While the understanding and modelling of relative sea level rise (SLR) due to ocean density and mass changes have greatly improved over the past few decades, SLR contributions due to vertical ground motions (VGMs) remain a major source of uncertainty. Here, VGMs relate to ground motions that have imprints of a few kilometers, as opposed to broad scale land motion such as Glacial Isostatic Adjustment (GIA). VGMs are caused by processes such as natural resource extraction or the load of anthropogenic infrastructure on recent sediment deposits or natural processes (e.g. sismotectonics, volcanism, landslide), all of which vary in space and time, and can strongly inflate SLR locally.

Here, we present a pan-European analysis of relative sea-level changes in Europe considering VGMs based on trends retrieved from the European Ground Motion Service (EGMS).
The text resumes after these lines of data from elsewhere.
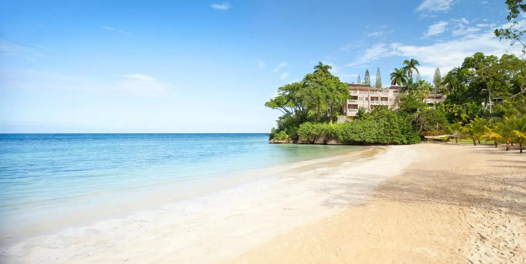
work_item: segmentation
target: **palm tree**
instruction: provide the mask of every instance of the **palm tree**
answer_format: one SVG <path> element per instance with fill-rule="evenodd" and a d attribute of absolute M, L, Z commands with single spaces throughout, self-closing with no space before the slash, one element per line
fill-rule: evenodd
<path fill-rule="evenodd" d="M 332 70 L 332 67 L 331 67 L 330 65 L 327 65 L 326 64 L 323 64 L 323 63 L 321 62 L 321 61 L 320 61 L 320 62 L 318 62 L 318 65 L 316 65 L 316 66 L 314 66 L 314 69 L 316 70 L 314 71 L 314 73 L 316 73 L 316 72 L 318 72 L 318 71 L 322 71 L 323 72 L 329 72 L 329 70 Z"/>
<path fill-rule="evenodd" d="M 500 134 L 495 131 L 496 129 L 490 129 L 487 126 L 484 126 L 486 132 L 484 133 L 483 137 L 486 139 L 493 140 L 495 144 L 495 147 L 498 145 L 498 140 L 504 138 Z"/>
<path fill-rule="evenodd" d="M 477 118 L 471 120 L 462 129 L 463 132 L 467 133 L 473 140 L 473 145 L 477 145 L 477 142 L 480 143 L 480 140 L 484 136 L 484 120 Z"/>
<path fill-rule="evenodd" d="M 510 150 L 510 143 L 513 141 L 514 133 L 511 131 L 513 130 L 511 123 L 511 120 L 504 117 L 503 121 L 497 123 L 495 126 L 497 128 L 499 133 L 502 136 L 502 139 L 506 142 L 506 150 Z"/>
<path fill-rule="evenodd" d="M 402 69 L 395 68 L 390 75 L 391 85 L 404 85 L 407 82 L 407 75 Z"/>
<path fill-rule="evenodd" d="M 423 100 L 429 96 L 431 92 L 431 84 L 424 80 L 420 80 L 417 83 L 414 93 Z"/>
<path fill-rule="evenodd" d="M 451 124 L 449 125 L 449 126 L 448 126 L 448 132 L 449 132 L 450 134 L 451 135 L 452 135 L 456 133 L 461 134 L 462 128 L 462 122 L 457 122 L 457 123 L 455 123 L 454 124 Z M 458 143 L 459 143 L 459 139 L 458 138 L 456 137 L 455 144 L 458 144 Z"/>
<path fill-rule="evenodd" d="M 519 149 L 522 153 L 522 143 L 526 141 L 526 115 L 521 118 L 515 118 L 511 120 L 511 125 L 513 128 L 511 132 L 514 135 L 519 142 Z"/>
<path fill-rule="evenodd" d="M 402 69 L 406 72 L 407 72 L 407 75 L 409 76 L 409 79 L 413 78 L 413 70 L 418 72 L 418 69 L 417 69 L 417 66 L 420 66 L 420 64 L 418 63 L 418 61 L 414 59 L 411 59 L 411 60 L 404 60 L 403 62 L 402 62 L 402 65 L 406 65 L 402 68 Z"/>

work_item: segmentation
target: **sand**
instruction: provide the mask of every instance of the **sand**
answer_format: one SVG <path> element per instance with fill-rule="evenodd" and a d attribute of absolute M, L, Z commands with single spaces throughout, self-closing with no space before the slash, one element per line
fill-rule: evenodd
<path fill-rule="evenodd" d="M 3 248 L 0 262 L 526 263 L 526 153 L 503 150 L 378 146 L 273 168 Z"/>
<path fill-rule="evenodd" d="M 346 146 L 341 146 L 346 147 Z M 245 183 L 0 247 L 3 263 L 215 263 L 362 202 L 415 159 L 412 146 L 246 172 Z"/>
<path fill-rule="evenodd" d="M 526 263 L 526 154 L 423 143 L 370 197 L 225 263 Z"/>

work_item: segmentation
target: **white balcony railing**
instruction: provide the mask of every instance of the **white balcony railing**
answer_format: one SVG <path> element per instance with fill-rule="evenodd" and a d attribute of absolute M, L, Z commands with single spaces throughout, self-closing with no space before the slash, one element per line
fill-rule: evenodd
<path fill-rule="evenodd" d="M 443 102 L 444 101 L 444 99 L 429 99 L 429 98 L 426 99 L 426 103 L 434 103 L 435 102 Z"/>

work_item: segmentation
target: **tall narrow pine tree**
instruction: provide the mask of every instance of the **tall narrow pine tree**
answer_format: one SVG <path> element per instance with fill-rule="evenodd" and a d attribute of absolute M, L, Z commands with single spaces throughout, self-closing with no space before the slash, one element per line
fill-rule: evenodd
<path fill-rule="evenodd" d="M 382 76 L 380 75 L 380 67 L 376 69 L 376 81 L 375 82 L 375 88 L 382 88 Z"/>
<path fill-rule="evenodd" d="M 440 75 L 440 69 L 438 67 L 434 70 L 434 76 L 433 77 L 433 85 L 434 86 L 434 90 L 438 91 L 440 90 L 440 83 L 442 83 L 442 75 Z"/>
<path fill-rule="evenodd" d="M 365 77 L 363 78 L 363 83 L 371 86 L 371 76 L 369 75 L 369 70 L 365 70 Z"/>

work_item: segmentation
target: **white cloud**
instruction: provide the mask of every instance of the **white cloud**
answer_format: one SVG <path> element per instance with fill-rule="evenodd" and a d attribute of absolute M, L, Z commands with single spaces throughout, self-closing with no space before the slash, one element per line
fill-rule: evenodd
<path fill-rule="evenodd" d="M 278 67 L 279 68 L 283 68 L 286 66 L 287 65 L 287 62 L 281 62 L 278 65 Z"/>
<path fill-rule="evenodd" d="M 227 2 L 223 2 L 220 5 L 219 4 L 212 4 L 210 6 L 211 6 L 213 8 L 216 10 L 228 10 L 229 8 L 234 7 L 230 3 Z"/>
<path fill-rule="evenodd" d="M 449 23 L 447 21 L 439 21 L 431 26 L 428 28 L 427 32 L 424 33 L 424 37 L 430 36 L 436 36 L 446 31 L 446 26 Z"/>
<path fill-rule="evenodd" d="M 265 64 L 261 60 L 258 60 L 258 67 L 259 67 L 260 70 L 262 70 L 265 68 Z"/>
<path fill-rule="evenodd" d="M 370 33 L 369 33 L 367 34 L 367 36 L 369 36 L 370 37 L 372 36 L 380 36 L 383 35 L 390 34 L 393 32 L 394 32 L 394 30 L 391 30 L 388 31 L 377 31 L 376 32 L 371 32 Z"/>
<path fill-rule="evenodd" d="M 350 43 L 348 43 L 342 47 L 340 48 L 340 50 L 346 52 L 348 52 L 351 51 L 351 49 L 352 48 L 358 48 L 360 47 L 363 47 L 365 46 L 365 44 L 362 40 L 353 40 Z"/>
<path fill-rule="evenodd" d="M 169 84 L 141 75 L 114 81 L 101 81 L 58 72 L 40 70 L 0 69 L 3 89 L 67 90 L 94 92 L 117 97 L 159 97 L 173 90 Z M 138 76 L 143 77 L 136 78 Z"/>
<path fill-rule="evenodd" d="M 128 36 L 128 37 L 132 36 L 132 34 L 130 34 L 129 33 L 127 33 L 127 32 L 126 32 L 126 31 L 125 31 L 124 30 L 121 30 L 120 29 L 117 29 L 117 28 L 113 28 L 113 27 L 108 27 L 107 26 L 105 26 L 104 25 L 101 25 L 100 26 L 103 28 L 104 28 L 104 29 L 106 29 L 107 30 L 116 31 L 117 32 L 118 32 L 119 33 L 120 33 L 122 34 L 124 34 L 124 35 L 125 35 L 126 36 Z"/>
<path fill-rule="evenodd" d="M 516 26 L 519 29 L 526 28 L 526 20 L 520 22 Z M 505 28 L 507 26 L 502 27 Z M 468 37 L 429 46 L 378 43 L 366 50 L 366 52 L 357 59 L 356 62 L 349 65 L 365 64 L 381 58 L 394 56 L 414 58 L 420 62 L 421 66 L 419 70 L 422 68 L 423 70 L 423 73 L 421 73 L 422 76 L 432 77 L 436 67 L 440 67 L 442 73 L 447 72 L 453 67 L 459 66 L 464 58 L 477 52 L 497 56 L 508 51 L 519 54 L 520 47 L 510 46 L 509 44 L 508 41 L 499 41 L 491 31 L 472 34 Z M 429 69 L 425 67 L 429 67 Z"/>
<path fill-rule="evenodd" d="M 136 80 L 140 80 L 141 81 L 155 81 L 155 78 L 152 77 L 151 76 L 148 76 L 147 75 L 143 75 L 139 73 L 135 74 L 129 74 L 123 75 L 126 78 L 129 78 L 130 79 L 135 79 Z"/>
<path fill-rule="evenodd" d="M 386 57 L 386 52 L 389 52 L 388 48 L 388 45 L 383 43 L 375 44 L 371 48 L 366 49 L 363 54 L 358 58 L 356 61 L 347 64 L 346 66 L 361 65 L 369 61 L 376 60 L 381 57 Z"/>
<path fill-rule="evenodd" d="M 453 7 L 454 2 L 454 0 L 424 0 L 420 5 L 414 9 L 414 12 L 447 12 Z"/>
<path fill-rule="evenodd" d="M 0 55 L 22 56 L 29 60 L 34 60 L 37 57 L 45 56 L 31 47 L 15 44 L 3 39 L 0 39 Z"/>

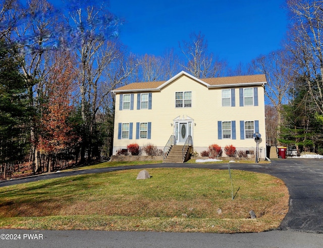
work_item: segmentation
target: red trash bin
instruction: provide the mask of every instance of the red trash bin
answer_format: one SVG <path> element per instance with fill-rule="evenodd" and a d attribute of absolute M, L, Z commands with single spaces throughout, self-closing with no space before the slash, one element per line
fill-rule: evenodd
<path fill-rule="evenodd" d="M 277 147 L 278 149 L 278 157 L 281 157 L 282 158 L 286 158 L 287 147 Z"/>

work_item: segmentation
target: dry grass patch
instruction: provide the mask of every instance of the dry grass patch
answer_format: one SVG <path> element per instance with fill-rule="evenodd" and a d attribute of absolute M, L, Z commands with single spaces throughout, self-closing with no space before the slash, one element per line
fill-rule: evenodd
<path fill-rule="evenodd" d="M 0 228 L 258 232 L 288 210 L 287 188 L 269 175 L 232 170 L 233 201 L 227 170 L 148 170 L 146 180 L 132 169 L 0 188 Z"/>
EGMS allows identifying hot spots of robust subsidence along the European coastline such as the north Adriatic coast in Italy, areas such as Palavas (France), Groningen (Netherlands) and many coastal infrastructures such as dikes in La Rochelle (France) where subsidence was not documented earlier. Hence the service delineates where subsidence can have a significant impact to relative sea-level changes in coastal areas. This satisfies a major need from coastal adaptation stakeholders concerned with SLR. EGMS results are complemented and compared with VGMs estimates from permanent Global Navigation Satellite System (GNSS) network stations. The precision of the measurements is discussed: VGMs from GNSS stations derived from 4 different solutions (ULR, NGL, JPL and GFZ) allow accounting for uncertainty in trends estimation techniques. We estimate VGMs residual trends after removing the effect of the GIA from geophysical modelling, but also the effect of contemporary mass redistribution on solid Earth deformation. The results from both GNSS and EGMS suggest that the precision of ground motion velocities can be in the order of a millimetre per year.

Overall, these estimates and their uncertainty can be used to produce a new coastal pan-European relative sea-level set of projections that respond to one major user need, namely the identification of areas where sea level rise is amplified by subsidence. However two other user needs remain unachieved: the local attribution of observed sea-level changes to components with a submillimetric per year accuracy and a quantified projection of subsidence, which would at least require subsidence models.